If you suspect that you’re heading for a divorce, you’re not alone. Many people can tell that their marriage is struggling long before they decide to file for divorce.
Even if you’re not committed to ending your marriage, this time before you make things official can be valuable. You can prepare for a divorce before you file and simplify the process significantly.
Prepare Before Filing for Divorce
Preparing for your split can help you avoid many of the biggest struggles of ending a marriage.
Divorce is rarely simple. Untangling your life from your spouse takes a lot of legal and emotional work. Most people find that they run into problems like:
- Navigating the legal system, including filing documents on time, scheduling court dates, and arguing your case
- Fairly dividing your assets with your spouse according to your state’s divorce laws
- Arguing over your estate, such as how your wills should be changed after the split
- Planning for your future, including where you’ll live and how you’ll support yourself
- Fighting for custody of your children while keeping their best interests in mind
- Staying safe and protecting children if your partner is abusive
All of these issues can be minimized if you plan ahead. If you suspect divorce is inevitable, you can start preparing to make your split as simple as possible.
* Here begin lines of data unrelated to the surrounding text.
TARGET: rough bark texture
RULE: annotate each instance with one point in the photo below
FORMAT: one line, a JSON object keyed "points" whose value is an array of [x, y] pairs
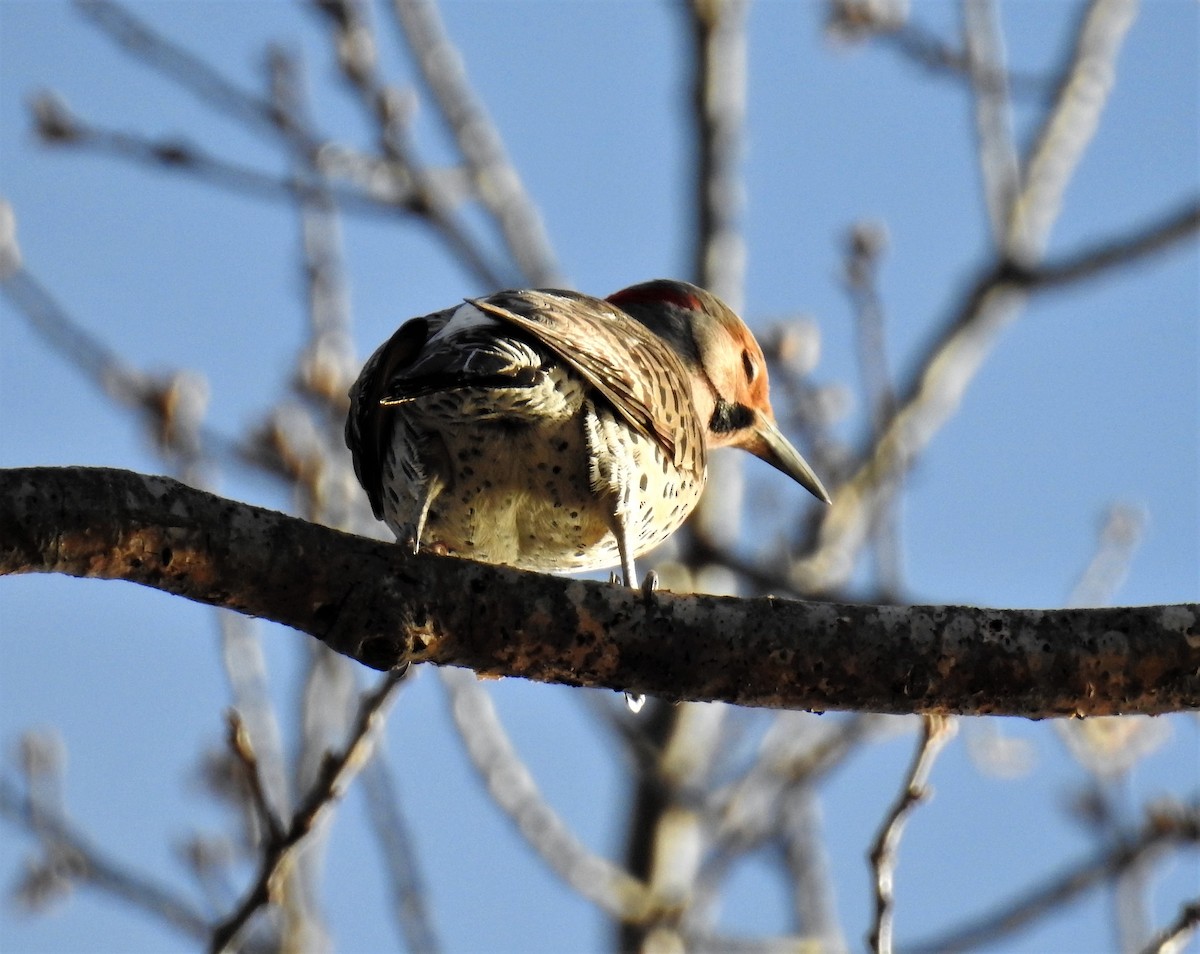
{"points": [[377, 604]]}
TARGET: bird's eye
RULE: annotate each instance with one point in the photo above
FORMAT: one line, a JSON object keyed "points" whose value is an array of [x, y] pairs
{"points": [[749, 366]]}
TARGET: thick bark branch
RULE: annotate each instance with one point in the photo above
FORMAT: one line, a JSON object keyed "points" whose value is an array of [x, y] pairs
{"points": [[372, 601]]}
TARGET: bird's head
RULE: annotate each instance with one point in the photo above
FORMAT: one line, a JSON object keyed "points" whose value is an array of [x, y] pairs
{"points": [[727, 370]]}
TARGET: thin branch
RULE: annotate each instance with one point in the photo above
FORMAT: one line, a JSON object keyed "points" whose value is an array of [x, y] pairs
{"points": [[1068, 127], [369, 600], [407, 893], [612, 889], [936, 732], [1176, 934], [187, 71], [719, 105], [1097, 258], [432, 196], [244, 751], [999, 162], [330, 785], [1119, 539], [430, 203], [864, 249], [936, 389], [497, 180], [76, 859], [1173, 827]]}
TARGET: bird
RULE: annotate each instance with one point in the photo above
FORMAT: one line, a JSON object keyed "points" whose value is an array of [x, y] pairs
{"points": [[553, 431]]}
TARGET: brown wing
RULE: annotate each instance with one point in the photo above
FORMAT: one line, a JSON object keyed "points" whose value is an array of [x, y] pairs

How to Prepare for Your Divorce
In many ways, you can prepare for a divorce the same way you prepared for marriage. They are both legal processes that affect your life, finances, and obligations. With these five tips, you can make transitioning into your new single life almost as simple as getting married in the first place.
Learn How the Divorce Process Works
Before you file for your split, you should understand what you’re about to get into. Research what’s involved in getting divorced so you know what to expect each step of the way. Understanding how this works can help you avoid mistakes and control your expectations for your split.
Compared to getting married, divorcing takes more work simply because of the legal issues involved. Depending on your marriage, there may be up to four major issues involved:
- Your actual marital status
- The division of your assets
- Payment of spousal support
- The custody of your children
After you get married, you and your spouse officially share the new assets you bring in. That includes everything from the salaries you earn to the investments you make to the property you buy. Many divorces take so long because you need to divide these assets fairly according to your state’s laws.
Alongside the division of assets, you may need to hash out spousal support or alimony. If you and your spouse have a significant income disparity, the lower-earning partner can petition the court to order the higher-earning partner to pay support to them each month.
If you have children, you also need to determine where they will live and when. You will probably need to make a parenting plan and calculate child support.
Changing your marital status is the easy part. Once everything else is finalized, the judge will declare you legally single in the divorce decree.
Organize Your Finances
Once you know how the process works, you can start preparing for it. While you can’t do everything in advance, you can streamline your split by getting your finances in order. Since asset division is often the most challenging part of your split, anything you can do to simplify the process will help you in the long run.
There are two ways to manage your finances before a split. First, if you don’t have a prenuptial agreement, you can get a postnuptial agreement instead. A postnuptial agreement accomplishes everything a prenup can, but you can write them after you’ve gotten married. You can use these contracts to outline how assets will be divided in your split, whether spousal support will be awarded, and more.
Second, you should make sure any large purchases or sales are finished before you file for divorce. Most states block you from taking major financial actions like buying or selling a home or business during a divorce. Wrap up these transactions now so you don’t have problems after filing.
Think About Your Future
Your divorce should make your life better in the long run. The best way to make sure that happens is by thinking about what you want from your future. Answer questions like:
- Where will you live after the split?
- How will you support yourself?
- What will your new budget look like?
- Are any assets you currently own crucial to your new life?
- What do you want the custody agreement to look like if you have children?
Be as specific and realistic as possible when answering these questions. The more clearly you can envision the outcome of your divorce, the better you can plan for it. It can also make the process less intimidating when you know what to expect at the other end.
Understand Your Options
There are several ways you can choose to end your marriage. The method you choose will depend on your circumstances and your spouse. Your options include:
- Mediation: If you and your spouse can still work together and just need a little help hashing out the details of your divorce, you can work with a mediator. This is a neutral third party who will work with you and your lawyers to help you find a satisfactory settlement.
- Arbitration: Arbitration works similarly to mediation, but the arbitrator has the power to make legally binding decisions for both of you. If you want to negotiate your split but want a neutral third party to have the final say over what’s fair, arbitration can be a good option.
- Public court: Going to court is the most common solution for contested divorces or splits where spouses can’t agree on what to do. In this case, your divorce is heard by a public judge during a hearing or trial. They make the final decisions about the details of your split. Public divorces can take a long time to resolve since they require you to schedule things based on the court’s availability.